Cowboy Chronicles: OAMC and the Territory of Guam
Tuesday, September 5, 2023
Media Contact: Mack Burke | Associate Director of Media Relations | 405-744-5540 | firstname.lastname@example.org
Some students attending Oklahoma Agricultural and Mechanical College in its formative years were from families that had been pioneers. Some of the students later became pioneers themselves.
With the knowledge, experience and skills gained during their college years in Stillwater, they became some of the first international ambassadors for the institution.
A New Territory
As a result of the Spanish-American War, Guam became a territory of the United States in 1899; only 10 years after the Territory of Oklahoma was opened for homesteaders.
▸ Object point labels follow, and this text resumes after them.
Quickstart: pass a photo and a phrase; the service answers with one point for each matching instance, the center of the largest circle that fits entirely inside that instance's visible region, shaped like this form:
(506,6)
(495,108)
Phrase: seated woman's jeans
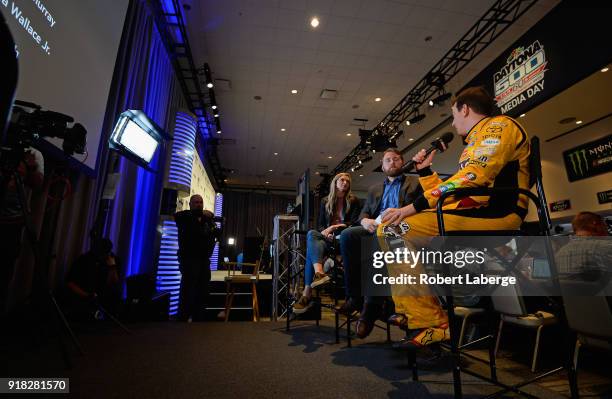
(316,245)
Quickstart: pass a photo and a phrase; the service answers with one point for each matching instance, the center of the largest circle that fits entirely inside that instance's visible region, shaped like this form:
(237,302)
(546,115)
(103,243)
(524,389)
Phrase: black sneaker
(302,305)
(320,279)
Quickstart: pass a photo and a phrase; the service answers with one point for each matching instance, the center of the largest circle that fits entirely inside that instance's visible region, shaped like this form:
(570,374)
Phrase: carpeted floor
(244,360)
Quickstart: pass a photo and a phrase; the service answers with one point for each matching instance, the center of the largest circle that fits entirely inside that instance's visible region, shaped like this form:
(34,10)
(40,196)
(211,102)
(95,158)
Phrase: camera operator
(30,169)
(198,234)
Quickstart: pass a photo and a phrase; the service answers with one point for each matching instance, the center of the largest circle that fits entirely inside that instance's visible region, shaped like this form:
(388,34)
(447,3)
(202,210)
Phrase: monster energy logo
(580,165)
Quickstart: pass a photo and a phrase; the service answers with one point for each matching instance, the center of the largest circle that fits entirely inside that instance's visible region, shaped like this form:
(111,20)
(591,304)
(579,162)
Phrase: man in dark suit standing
(198,234)
(396,191)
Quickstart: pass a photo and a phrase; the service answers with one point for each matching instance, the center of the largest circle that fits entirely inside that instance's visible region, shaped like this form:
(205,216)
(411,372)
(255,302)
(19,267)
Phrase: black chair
(454,238)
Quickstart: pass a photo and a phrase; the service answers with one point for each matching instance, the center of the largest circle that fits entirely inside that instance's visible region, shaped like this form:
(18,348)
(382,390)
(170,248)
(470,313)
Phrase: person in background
(93,281)
(397,190)
(588,255)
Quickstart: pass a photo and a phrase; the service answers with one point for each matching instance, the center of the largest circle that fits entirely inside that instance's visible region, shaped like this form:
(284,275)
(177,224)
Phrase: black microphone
(435,145)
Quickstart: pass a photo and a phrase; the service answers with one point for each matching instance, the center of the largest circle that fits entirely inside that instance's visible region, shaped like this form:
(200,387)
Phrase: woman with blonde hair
(338,210)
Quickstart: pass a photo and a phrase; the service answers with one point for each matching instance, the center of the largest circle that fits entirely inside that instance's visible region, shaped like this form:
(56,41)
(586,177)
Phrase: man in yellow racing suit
(496,155)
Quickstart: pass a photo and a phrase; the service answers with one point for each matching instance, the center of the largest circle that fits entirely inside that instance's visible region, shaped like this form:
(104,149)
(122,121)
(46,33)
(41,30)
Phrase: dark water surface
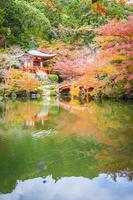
(58,150)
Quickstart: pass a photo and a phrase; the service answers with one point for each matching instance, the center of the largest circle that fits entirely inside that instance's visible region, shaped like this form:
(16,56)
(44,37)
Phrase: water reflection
(72,188)
(68,140)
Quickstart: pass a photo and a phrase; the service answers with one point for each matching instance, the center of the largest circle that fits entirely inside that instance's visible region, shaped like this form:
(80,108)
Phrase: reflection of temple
(36,60)
(42,115)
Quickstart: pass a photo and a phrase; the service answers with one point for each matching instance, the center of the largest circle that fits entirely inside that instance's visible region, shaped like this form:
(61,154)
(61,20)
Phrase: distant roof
(41,54)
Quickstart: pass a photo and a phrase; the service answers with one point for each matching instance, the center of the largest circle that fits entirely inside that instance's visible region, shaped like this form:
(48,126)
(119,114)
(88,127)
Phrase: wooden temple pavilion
(36,60)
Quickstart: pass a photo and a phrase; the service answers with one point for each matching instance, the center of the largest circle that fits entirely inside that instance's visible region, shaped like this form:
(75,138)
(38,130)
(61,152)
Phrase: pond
(66,150)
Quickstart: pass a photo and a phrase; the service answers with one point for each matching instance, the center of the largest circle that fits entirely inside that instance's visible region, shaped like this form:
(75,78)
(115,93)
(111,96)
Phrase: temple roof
(41,54)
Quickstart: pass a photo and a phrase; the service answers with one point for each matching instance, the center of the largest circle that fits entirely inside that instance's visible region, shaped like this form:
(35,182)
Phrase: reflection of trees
(28,112)
(115,176)
(72,152)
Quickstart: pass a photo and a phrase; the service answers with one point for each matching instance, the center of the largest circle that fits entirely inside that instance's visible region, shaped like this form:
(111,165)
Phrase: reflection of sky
(72,188)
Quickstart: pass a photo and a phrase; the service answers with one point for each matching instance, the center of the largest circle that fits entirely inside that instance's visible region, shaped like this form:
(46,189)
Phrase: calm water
(66,150)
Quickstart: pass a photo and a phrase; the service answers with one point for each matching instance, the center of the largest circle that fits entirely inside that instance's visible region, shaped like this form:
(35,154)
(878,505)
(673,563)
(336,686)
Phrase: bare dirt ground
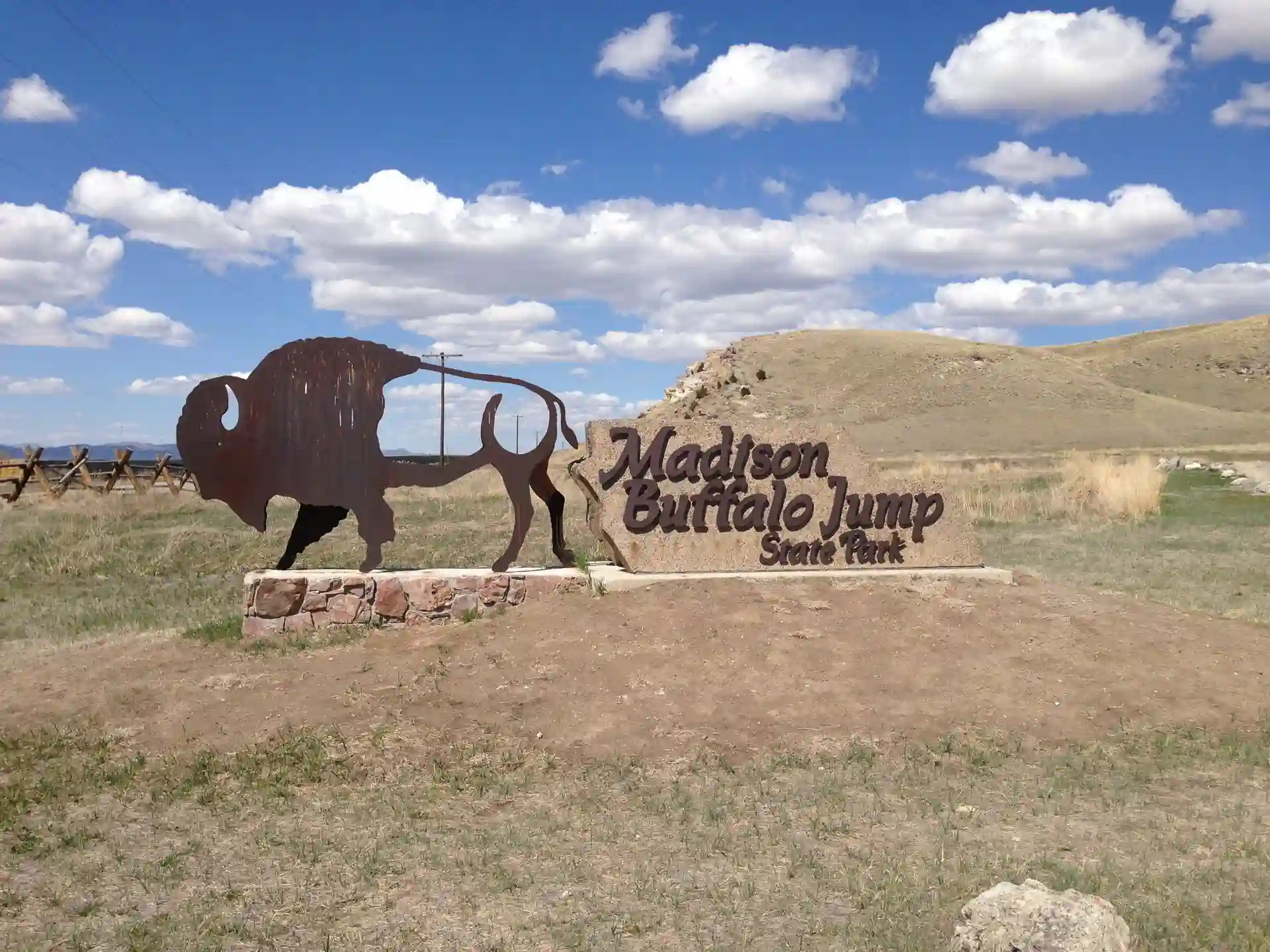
(657,672)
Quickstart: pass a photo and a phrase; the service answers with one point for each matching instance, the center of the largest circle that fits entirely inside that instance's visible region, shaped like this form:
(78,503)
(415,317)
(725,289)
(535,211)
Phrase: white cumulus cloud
(46,255)
(559,168)
(513,333)
(33,386)
(139,323)
(31,99)
(642,52)
(634,108)
(474,276)
(1019,164)
(1250,108)
(1177,296)
(1234,28)
(178,385)
(164,216)
(1044,66)
(42,325)
(755,84)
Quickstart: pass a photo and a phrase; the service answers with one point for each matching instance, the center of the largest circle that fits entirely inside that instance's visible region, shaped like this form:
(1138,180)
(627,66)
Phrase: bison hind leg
(545,491)
(375,527)
(313,522)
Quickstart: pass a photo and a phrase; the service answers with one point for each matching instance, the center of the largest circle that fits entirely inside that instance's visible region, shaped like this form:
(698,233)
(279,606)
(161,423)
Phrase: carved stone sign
(710,496)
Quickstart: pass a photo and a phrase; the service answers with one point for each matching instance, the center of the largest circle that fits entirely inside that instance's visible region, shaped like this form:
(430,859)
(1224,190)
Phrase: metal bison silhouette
(308,420)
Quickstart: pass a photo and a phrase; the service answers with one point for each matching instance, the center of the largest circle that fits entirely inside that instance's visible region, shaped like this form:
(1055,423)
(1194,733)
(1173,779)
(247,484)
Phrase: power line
(443,356)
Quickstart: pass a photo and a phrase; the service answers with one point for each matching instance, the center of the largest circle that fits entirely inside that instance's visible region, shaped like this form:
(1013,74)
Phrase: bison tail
(564,424)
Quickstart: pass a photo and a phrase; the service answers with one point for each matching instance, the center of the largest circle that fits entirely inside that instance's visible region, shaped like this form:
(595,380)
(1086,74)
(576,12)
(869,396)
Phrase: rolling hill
(906,393)
(1226,365)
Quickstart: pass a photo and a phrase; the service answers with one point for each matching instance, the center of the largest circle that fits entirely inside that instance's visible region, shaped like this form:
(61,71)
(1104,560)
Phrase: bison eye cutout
(229,419)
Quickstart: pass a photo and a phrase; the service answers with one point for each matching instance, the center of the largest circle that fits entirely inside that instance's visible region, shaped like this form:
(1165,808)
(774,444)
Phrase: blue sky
(593,194)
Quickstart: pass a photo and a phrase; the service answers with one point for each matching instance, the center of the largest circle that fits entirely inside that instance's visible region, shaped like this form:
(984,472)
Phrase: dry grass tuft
(1079,487)
(1117,488)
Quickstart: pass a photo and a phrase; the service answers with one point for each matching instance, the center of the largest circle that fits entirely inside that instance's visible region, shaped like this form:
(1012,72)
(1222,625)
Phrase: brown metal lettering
(683,463)
(804,507)
(642,512)
(632,461)
(922,514)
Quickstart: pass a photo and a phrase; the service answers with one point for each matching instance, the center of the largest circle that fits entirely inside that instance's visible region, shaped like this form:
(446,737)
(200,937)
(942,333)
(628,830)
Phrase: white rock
(1039,920)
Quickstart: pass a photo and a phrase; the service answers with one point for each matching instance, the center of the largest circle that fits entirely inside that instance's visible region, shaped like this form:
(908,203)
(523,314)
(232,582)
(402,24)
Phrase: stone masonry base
(302,601)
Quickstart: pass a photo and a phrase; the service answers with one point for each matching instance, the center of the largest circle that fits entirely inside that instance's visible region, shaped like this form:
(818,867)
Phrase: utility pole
(443,356)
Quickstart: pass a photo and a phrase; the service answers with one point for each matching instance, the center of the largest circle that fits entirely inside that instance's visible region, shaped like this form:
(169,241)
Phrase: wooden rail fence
(101,476)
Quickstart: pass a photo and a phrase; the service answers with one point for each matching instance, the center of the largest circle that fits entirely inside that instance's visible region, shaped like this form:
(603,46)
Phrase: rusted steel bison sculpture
(308,420)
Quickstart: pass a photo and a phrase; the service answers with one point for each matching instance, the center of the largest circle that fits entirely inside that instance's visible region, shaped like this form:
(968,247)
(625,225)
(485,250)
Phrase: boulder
(277,598)
(465,602)
(390,601)
(1035,918)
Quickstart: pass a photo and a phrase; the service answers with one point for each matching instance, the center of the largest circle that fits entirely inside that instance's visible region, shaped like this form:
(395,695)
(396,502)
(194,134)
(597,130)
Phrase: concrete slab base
(618,579)
(319,598)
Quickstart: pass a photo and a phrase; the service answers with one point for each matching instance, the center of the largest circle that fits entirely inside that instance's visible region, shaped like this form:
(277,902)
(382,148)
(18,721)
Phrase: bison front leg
(375,527)
(523,512)
(313,522)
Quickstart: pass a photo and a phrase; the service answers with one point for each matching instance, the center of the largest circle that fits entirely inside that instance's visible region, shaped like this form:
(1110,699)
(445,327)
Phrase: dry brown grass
(1080,487)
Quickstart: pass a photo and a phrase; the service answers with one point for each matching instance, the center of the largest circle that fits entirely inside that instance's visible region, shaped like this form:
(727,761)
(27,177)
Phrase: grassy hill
(906,393)
(1224,365)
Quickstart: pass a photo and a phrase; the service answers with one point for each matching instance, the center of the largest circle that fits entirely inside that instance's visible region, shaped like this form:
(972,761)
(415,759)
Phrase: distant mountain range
(140,451)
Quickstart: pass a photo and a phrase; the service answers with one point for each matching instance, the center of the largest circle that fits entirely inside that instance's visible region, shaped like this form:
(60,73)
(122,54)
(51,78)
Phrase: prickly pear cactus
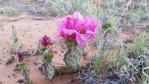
(46,67)
(71,58)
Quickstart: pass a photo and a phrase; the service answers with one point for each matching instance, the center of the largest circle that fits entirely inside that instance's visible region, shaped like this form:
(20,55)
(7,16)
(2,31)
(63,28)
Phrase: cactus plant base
(48,71)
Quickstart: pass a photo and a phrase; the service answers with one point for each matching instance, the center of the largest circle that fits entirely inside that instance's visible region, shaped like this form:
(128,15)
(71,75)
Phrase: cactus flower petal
(78,29)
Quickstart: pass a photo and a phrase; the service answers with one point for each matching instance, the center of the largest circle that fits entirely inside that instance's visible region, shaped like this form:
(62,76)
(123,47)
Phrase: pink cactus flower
(20,56)
(78,29)
(45,41)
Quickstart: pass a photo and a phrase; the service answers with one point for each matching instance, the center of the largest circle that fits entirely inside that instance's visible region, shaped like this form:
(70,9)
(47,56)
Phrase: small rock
(10,60)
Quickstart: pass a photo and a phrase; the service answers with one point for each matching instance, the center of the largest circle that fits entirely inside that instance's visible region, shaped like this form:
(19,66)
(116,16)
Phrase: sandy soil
(28,31)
The island was under the administration of the U.S. Navy. Located in the South Pacific, roughly 7,000 miles from Stillwater, Guam is about 30 miles long and 5 to 7 miles wide — a fourth of the size of Payne County.
First included in a U.S. Census in 1910, Guam had a population of almost 12,000, most of whom were indigenous Chamorro, but included Filipinos, Japanese and other Pacific Islanders.
The U.S. Department of Agriculture established an agricultural experiment station in 1908 in an attempt to encourage agricultural production on the island and reduce the need for food subsidies and imports.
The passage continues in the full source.